As I think of RBF and the other conversations about women, appearances, judgements, fixed ideas of beauty, I think, "Do we dare to disturb the universe?" Let's not accept these demeaning definitions and limitations. Let's not join in with conversations about superficialities. Let's have more of the truly important conversations.
And when issues that are not related to our skills, experience, and abilities are brought up at work and used to disparage us, let's challenge those in authority. Having a "happy face" or a "youthful face" is rarely a bonafide occupational qualification. As for me, I left that company pretty quickly after those comments. I'd rather work for someone who respected what I have to offer. While I will always groom myself professionally and present my "best face forward," I know that I am more than just a face.

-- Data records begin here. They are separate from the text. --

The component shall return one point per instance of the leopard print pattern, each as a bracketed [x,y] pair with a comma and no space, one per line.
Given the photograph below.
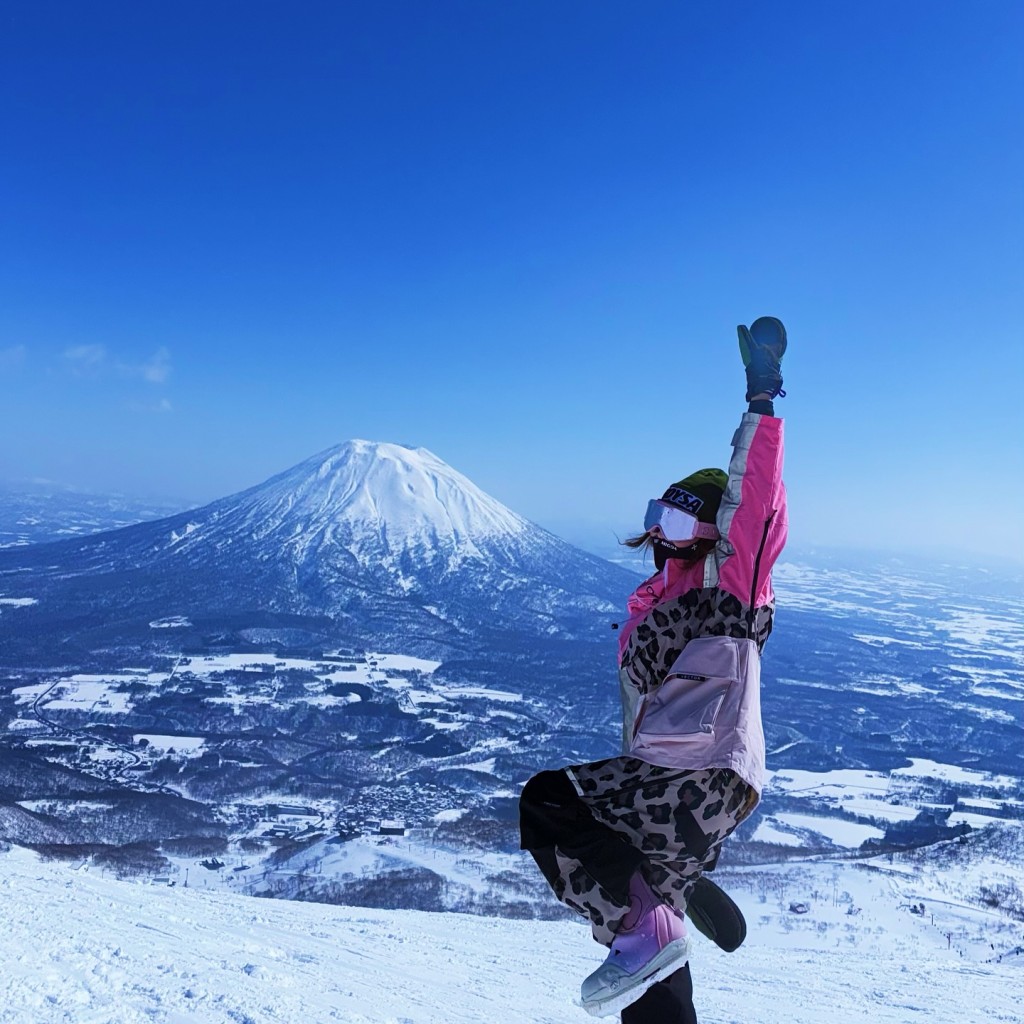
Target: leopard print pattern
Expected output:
[655,810]
[669,627]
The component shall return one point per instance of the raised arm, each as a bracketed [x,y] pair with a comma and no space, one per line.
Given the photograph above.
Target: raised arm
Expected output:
[753,518]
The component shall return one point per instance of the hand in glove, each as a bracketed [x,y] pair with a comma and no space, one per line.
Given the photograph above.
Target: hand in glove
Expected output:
[762,346]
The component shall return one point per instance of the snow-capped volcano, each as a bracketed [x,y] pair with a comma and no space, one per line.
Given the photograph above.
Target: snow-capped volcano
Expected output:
[381,504]
[369,539]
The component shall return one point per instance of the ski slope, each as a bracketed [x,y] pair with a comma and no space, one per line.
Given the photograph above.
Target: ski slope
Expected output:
[79,947]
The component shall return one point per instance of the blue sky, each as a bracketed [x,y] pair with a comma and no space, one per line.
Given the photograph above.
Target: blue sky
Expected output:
[521,235]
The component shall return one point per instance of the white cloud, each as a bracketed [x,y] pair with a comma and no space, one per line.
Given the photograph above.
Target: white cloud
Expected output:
[158,368]
[86,360]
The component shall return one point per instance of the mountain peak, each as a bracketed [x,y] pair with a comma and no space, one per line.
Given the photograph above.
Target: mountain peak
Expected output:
[387,498]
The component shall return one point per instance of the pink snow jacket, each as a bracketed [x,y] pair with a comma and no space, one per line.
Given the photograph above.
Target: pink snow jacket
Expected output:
[689,651]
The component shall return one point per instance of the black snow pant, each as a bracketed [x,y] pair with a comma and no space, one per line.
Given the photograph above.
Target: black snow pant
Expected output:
[551,814]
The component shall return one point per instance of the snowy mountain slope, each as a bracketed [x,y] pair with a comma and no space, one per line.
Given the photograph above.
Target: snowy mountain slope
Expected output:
[361,540]
[83,948]
[36,512]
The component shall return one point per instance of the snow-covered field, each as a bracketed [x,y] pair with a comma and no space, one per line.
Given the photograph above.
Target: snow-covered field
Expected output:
[79,947]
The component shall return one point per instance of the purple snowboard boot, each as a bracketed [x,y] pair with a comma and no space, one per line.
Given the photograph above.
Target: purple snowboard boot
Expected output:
[650,945]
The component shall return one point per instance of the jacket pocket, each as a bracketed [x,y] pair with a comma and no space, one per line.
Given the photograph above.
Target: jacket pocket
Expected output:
[691,696]
[684,706]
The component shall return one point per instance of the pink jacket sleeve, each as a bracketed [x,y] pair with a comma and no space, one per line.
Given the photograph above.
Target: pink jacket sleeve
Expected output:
[753,517]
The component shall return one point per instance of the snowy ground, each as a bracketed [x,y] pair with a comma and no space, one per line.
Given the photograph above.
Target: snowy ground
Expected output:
[78,947]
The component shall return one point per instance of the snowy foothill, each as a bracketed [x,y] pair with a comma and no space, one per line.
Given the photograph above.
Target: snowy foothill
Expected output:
[84,948]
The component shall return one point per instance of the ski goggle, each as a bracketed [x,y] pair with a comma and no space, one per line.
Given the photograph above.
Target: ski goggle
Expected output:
[675,524]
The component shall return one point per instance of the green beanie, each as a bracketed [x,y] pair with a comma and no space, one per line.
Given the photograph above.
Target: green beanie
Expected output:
[699,494]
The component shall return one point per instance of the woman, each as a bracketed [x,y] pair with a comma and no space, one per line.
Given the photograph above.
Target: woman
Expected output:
[625,840]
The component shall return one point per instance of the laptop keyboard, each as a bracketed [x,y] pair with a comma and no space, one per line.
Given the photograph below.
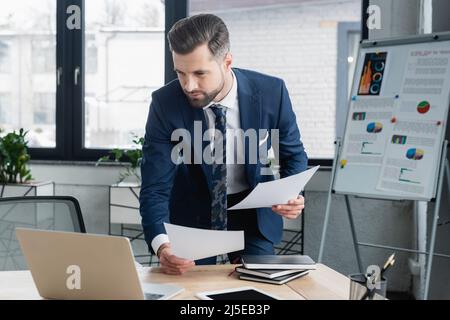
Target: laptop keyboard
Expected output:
[152,296]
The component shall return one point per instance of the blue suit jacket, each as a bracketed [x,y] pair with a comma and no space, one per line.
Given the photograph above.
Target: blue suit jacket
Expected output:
[181,194]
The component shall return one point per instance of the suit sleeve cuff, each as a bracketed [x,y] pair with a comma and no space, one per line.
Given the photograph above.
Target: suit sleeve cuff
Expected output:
[159,240]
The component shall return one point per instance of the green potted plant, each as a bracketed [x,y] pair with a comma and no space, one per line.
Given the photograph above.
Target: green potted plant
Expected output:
[14,158]
[132,157]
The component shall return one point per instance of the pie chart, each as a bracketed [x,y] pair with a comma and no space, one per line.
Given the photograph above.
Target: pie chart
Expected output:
[423,107]
[374,127]
[415,154]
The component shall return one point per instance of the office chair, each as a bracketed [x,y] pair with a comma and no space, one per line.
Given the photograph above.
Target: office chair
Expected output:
[61,213]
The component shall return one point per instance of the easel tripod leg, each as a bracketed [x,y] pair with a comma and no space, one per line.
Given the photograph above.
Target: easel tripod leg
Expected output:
[444,165]
[355,240]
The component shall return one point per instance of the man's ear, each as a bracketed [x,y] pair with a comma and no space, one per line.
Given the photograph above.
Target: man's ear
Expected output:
[228,61]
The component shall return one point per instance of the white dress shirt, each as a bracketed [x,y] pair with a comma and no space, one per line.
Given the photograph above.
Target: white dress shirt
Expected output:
[236,180]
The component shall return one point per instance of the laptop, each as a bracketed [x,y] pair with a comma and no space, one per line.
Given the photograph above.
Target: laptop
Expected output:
[68,265]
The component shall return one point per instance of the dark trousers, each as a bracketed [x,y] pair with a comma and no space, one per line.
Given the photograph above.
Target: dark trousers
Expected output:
[255,242]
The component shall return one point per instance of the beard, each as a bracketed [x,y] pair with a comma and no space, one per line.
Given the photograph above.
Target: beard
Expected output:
[204,97]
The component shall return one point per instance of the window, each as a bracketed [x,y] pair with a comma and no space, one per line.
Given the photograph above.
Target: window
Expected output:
[5,110]
[295,40]
[27,67]
[43,53]
[124,64]
[5,56]
[43,108]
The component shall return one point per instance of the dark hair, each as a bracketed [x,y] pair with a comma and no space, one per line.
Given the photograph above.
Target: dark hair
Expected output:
[191,32]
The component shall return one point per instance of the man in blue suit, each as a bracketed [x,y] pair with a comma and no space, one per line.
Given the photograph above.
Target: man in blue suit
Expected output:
[212,101]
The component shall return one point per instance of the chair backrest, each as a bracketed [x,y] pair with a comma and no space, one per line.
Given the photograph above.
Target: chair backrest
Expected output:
[60,213]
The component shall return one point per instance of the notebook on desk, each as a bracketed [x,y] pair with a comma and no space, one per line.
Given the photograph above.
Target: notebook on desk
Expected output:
[266,273]
[278,280]
[299,262]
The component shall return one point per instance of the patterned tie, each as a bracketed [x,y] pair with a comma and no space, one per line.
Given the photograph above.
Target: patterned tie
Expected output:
[219,172]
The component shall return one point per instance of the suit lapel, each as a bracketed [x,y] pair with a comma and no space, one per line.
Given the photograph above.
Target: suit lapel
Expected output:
[250,116]
[193,119]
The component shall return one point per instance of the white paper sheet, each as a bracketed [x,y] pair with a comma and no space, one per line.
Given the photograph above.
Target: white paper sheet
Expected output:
[267,194]
[194,244]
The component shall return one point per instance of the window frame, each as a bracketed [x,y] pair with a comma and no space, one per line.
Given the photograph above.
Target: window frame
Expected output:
[70,53]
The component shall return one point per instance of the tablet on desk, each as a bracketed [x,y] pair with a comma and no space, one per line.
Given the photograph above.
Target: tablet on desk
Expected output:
[241,293]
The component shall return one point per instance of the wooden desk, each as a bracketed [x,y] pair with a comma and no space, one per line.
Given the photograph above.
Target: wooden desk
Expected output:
[323,283]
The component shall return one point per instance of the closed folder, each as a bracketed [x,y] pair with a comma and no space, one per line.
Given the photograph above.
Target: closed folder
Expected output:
[299,262]
[279,280]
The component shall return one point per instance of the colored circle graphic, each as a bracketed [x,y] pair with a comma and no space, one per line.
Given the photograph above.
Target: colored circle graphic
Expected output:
[377,77]
[415,154]
[379,66]
[374,127]
[423,107]
[375,88]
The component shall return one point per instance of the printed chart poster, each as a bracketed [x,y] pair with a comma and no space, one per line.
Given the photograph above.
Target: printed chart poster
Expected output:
[412,154]
[368,128]
[425,85]
[410,162]
[372,74]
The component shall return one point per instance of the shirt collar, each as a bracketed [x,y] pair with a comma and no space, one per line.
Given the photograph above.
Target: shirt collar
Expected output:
[229,100]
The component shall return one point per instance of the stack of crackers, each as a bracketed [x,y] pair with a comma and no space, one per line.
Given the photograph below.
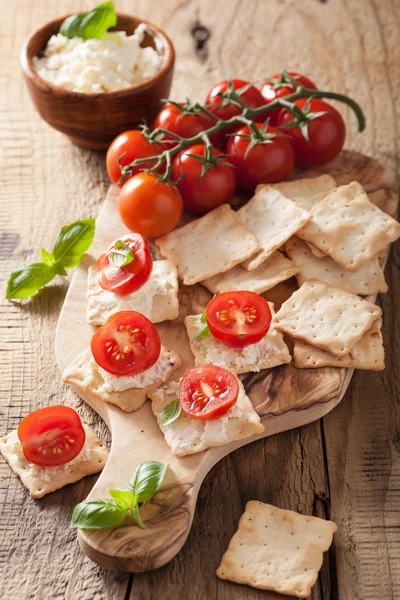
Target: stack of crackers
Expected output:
[333,239]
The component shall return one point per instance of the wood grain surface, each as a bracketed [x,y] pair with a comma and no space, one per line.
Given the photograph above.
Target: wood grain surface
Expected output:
[346,466]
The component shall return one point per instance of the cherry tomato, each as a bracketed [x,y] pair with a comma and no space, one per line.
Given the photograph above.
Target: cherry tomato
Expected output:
[272,89]
[238,318]
[131,277]
[129,146]
[51,436]
[327,134]
[267,162]
[202,194]
[251,97]
[127,344]
[149,208]
[208,392]
[185,125]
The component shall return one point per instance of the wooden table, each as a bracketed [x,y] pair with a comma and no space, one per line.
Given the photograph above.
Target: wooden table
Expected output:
[345,467]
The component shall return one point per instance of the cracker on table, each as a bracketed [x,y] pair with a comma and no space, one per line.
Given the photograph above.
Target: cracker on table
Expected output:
[367,354]
[276,549]
[326,316]
[89,384]
[40,481]
[369,279]
[348,227]
[187,435]
[210,245]
[275,269]
[157,299]
[273,219]
[269,352]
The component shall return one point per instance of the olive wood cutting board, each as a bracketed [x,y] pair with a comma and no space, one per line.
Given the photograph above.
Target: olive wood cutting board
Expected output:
[284,397]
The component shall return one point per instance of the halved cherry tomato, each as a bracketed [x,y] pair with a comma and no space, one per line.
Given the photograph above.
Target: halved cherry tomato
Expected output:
[273,89]
[149,208]
[51,436]
[238,318]
[269,161]
[326,132]
[208,392]
[128,146]
[127,344]
[131,277]
[202,193]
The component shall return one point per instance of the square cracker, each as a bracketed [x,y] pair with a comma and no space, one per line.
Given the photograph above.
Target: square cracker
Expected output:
[369,279]
[273,219]
[326,316]
[275,269]
[276,549]
[157,299]
[269,352]
[348,227]
[187,435]
[87,380]
[40,481]
[210,245]
[367,354]
[305,192]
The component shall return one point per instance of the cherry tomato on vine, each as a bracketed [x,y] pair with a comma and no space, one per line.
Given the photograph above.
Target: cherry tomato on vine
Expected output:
[251,97]
[203,193]
[185,125]
[129,146]
[51,436]
[128,278]
[266,162]
[238,318]
[274,88]
[149,208]
[208,392]
[326,132]
[127,344]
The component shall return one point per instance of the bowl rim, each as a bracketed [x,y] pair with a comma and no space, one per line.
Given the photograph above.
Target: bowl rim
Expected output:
[30,72]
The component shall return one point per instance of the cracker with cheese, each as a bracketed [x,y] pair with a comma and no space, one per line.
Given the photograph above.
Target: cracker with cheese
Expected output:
[40,481]
[157,299]
[208,246]
[187,435]
[273,219]
[92,383]
[276,549]
[269,352]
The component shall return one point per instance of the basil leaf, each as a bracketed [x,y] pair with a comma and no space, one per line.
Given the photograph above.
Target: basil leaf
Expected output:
[124,498]
[121,255]
[30,279]
[73,241]
[91,25]
[146,479]
[171,412]
[97,513]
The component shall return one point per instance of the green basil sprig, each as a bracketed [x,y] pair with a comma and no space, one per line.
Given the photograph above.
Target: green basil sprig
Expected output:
[204,330]
[69,247]
[171,412]
[121,255]
[91,25]
[144,482]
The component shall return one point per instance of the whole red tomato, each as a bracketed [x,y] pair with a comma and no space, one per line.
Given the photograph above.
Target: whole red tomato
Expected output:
[326,132]
[185,122]
[129,146]
[275,88]
[269,161]
[251,97]
[203,193]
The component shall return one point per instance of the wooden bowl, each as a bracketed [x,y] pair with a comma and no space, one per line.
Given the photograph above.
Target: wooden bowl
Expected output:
[93,120]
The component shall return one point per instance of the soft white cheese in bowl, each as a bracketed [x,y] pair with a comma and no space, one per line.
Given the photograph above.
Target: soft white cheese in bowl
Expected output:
[115,62]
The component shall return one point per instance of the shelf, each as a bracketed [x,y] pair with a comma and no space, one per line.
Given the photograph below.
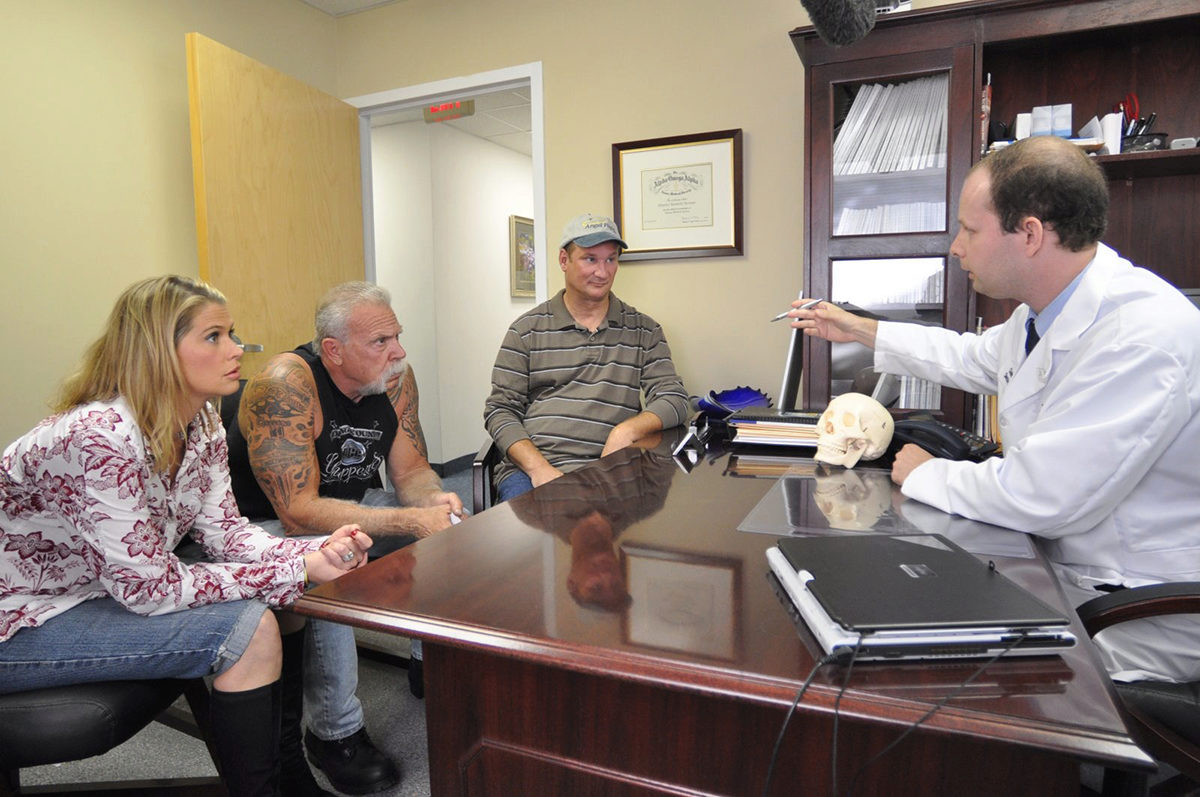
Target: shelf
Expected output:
[1151,165]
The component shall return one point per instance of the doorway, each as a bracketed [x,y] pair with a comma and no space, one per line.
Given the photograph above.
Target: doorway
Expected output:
[437,203]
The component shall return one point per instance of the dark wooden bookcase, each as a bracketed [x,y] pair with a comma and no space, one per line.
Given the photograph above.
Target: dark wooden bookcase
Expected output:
[1089,53]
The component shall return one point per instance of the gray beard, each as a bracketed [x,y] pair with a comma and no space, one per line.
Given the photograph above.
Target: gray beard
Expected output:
[381,384]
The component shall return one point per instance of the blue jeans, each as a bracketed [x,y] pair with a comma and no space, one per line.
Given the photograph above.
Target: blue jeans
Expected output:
[331,659]
[514,485]
[101,640]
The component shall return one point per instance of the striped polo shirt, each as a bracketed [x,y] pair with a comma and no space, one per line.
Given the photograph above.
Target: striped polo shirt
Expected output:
[564,387]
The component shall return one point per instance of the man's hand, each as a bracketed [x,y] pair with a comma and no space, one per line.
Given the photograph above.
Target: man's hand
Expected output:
[424,521]
[343,551]
[450,499]
[833,323]
[541,475]
[631,430]
[621,436]
[907,460]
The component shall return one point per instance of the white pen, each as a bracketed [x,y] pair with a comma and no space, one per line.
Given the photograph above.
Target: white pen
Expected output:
[810,303]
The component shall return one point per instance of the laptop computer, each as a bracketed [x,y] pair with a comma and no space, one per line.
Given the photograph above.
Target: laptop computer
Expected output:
[911,597]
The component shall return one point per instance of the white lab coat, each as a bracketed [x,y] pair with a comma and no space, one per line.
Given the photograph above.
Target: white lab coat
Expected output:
[1101,426]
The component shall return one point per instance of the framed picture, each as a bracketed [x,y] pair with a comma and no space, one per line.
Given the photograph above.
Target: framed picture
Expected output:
[683,601]
[681,196]
[521,257]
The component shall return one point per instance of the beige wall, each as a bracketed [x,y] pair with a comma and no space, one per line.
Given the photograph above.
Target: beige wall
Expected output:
[95,161]
[628,70]
[95,165]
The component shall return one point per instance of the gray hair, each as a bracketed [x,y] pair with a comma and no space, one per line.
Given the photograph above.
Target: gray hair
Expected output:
[335,307]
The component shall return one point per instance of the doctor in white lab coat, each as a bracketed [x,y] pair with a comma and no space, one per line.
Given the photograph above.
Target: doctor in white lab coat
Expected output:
[1099,420]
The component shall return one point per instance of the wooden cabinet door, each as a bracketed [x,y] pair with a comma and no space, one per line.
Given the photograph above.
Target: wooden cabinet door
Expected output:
[279,198]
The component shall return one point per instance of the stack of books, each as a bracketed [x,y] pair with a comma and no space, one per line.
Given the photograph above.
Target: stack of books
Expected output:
[766,426]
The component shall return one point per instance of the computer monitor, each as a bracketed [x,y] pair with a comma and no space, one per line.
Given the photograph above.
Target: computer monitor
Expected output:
[793,371]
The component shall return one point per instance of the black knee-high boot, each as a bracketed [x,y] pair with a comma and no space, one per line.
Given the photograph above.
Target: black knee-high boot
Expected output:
[295,777]
[246,737]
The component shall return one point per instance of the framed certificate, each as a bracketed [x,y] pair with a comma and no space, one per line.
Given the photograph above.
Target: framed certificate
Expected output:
[679,196]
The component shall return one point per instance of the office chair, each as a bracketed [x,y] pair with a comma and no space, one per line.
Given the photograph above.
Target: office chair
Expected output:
[483,472]
[1163,718]
[61,724]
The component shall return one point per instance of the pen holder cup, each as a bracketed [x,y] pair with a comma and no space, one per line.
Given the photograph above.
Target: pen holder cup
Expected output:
[1144,143]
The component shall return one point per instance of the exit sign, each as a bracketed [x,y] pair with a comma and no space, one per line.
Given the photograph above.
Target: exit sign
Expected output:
[448,111]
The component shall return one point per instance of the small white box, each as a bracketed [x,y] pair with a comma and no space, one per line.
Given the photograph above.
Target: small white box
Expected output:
[1060,120]
[1041,121]
[1021,129]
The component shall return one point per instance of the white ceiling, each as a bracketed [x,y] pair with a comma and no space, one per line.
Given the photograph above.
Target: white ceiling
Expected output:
[342,7]
[503,118]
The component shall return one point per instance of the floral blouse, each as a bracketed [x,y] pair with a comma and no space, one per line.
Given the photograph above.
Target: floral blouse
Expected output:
[83,515]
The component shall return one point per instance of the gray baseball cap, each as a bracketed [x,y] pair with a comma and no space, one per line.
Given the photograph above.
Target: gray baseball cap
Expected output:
[591,231]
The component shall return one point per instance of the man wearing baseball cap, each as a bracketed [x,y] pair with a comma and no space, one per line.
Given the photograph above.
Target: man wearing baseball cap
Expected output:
[570,377]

Maybe we will evolve a bit as a culture. Maybe the next big thing will be "Resting Benevolent Face," "Resting Contemplative Face," or "Resting Kind Face." Or maybe the next headline will be about what causes people to label others with names like "Resting Bitch Face" or "bimbo." I can dream, right?
Em Powers Hunter is a writer who has been recognized for "Excellence in Commentary" and whose work has appeared in over 45 publications, including the Washington Post, USA Today, and the Christian Science Monitor.